Rethinking Evaluation Paradigms in IBP-based Certified Training

2026-06-01Machine Learning

Machine LearningArtificial IntelligenceComputer Vision and Pattern Recognition
AI summary

The authors look at how to make deep neural networks more reliably safe against tricky inputs called adversarial attacks. They point out that previous studies usually pick just one setting to measure performance, which can be misleading because there's a trade-off between being accurate on normal data and being robust against attacks. To fix this, the authors use a method that finds the best balance between these two goals for different training approaches. This way, they fairly compare methods and discover that some older results weren't as good as thought, while also finding combinations that work better together.

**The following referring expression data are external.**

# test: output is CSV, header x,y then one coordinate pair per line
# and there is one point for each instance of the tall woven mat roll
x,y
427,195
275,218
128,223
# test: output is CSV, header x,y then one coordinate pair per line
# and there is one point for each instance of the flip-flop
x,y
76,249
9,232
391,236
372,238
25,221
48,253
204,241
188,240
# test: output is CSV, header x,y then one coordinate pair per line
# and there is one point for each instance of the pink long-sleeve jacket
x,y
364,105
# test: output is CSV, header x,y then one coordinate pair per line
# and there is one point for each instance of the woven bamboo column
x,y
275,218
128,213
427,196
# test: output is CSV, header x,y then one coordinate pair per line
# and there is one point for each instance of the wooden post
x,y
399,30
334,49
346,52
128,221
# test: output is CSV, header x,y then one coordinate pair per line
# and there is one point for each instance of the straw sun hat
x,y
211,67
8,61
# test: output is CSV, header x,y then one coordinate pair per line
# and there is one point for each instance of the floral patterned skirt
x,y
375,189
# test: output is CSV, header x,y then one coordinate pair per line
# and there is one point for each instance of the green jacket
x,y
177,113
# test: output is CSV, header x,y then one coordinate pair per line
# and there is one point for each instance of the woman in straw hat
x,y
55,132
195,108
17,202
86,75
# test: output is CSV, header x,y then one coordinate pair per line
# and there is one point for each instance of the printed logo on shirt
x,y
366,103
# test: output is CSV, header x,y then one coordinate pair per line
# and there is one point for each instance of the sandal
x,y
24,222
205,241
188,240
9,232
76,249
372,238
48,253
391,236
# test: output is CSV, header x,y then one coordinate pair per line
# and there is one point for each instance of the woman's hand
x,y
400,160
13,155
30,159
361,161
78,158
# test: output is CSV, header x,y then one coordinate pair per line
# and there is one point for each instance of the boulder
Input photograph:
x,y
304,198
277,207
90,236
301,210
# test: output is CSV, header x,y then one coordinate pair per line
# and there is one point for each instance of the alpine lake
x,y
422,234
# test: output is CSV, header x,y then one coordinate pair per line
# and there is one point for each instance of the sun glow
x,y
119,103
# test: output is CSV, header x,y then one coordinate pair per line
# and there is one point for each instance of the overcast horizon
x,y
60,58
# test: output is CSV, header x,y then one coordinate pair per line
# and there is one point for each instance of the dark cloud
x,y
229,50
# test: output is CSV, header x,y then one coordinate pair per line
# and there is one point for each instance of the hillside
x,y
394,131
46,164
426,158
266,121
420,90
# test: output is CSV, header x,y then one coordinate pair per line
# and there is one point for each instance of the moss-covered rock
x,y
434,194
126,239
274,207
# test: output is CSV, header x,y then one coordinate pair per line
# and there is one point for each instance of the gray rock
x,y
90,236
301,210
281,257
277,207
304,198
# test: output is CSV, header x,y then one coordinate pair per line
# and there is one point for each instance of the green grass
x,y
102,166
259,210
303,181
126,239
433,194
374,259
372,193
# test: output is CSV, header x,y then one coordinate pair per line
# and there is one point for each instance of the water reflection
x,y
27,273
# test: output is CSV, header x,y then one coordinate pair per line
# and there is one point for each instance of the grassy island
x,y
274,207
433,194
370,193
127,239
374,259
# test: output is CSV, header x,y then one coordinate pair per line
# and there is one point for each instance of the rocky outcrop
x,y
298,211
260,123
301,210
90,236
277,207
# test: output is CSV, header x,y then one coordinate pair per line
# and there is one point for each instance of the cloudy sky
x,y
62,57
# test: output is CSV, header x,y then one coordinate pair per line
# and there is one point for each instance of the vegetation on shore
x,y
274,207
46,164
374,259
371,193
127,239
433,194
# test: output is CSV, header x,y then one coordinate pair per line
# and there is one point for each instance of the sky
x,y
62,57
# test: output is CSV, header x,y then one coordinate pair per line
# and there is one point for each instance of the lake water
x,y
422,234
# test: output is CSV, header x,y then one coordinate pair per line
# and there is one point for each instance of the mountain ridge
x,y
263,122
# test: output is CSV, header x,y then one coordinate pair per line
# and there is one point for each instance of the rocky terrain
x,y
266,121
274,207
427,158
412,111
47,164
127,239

deep neural networksadversarial perturbationsneural network verificationcertified trainingnatural accuracycertified accuracyPareto frontmulti-objective optimisationhyperparameter tuningrobustness guarantees
Authors
Konstantin Kaulen, Hadar Shavit, Holger H. Hoos
Abstract
Deep neural networks achieve strong performance on many supervised learning tasks but remain vulnerable to adversarial perturbations. Neural network verification provides mathematically rigorous robustness guarantees, yet at substantial computational cost. To mitigate this, certified training techniques optimise for verifiable robustness during training, typically inducing a trade-off between natural and certified accuracy controlled by method-specific hyperparameters. Because these metrics are inherently conflicting, the common practice of reporting a single configuration is problematic: it can mislead conclusions about overall performance and prevents unbiased assessments of the state of the art. We address this by evaluating certified training methods via Pareto front comparisons over the natural--certified accuracy trade-off. To enable fair, method-agnostic comparisons, we perform efficient automated multi-objective hyperparameter optimisation to identify a set of Pareto-optimal configurations for each method. This approach often uncovers substantial undertuning in previously reported configurations, yielding superior performance and establishing a new state of the art. Leveraging these fronts, we present the first comprehensive multi-objective comparison of certified training approaches, showing that prior advancements are less pronounced than assumed and revealing previously unreported performance complementarities.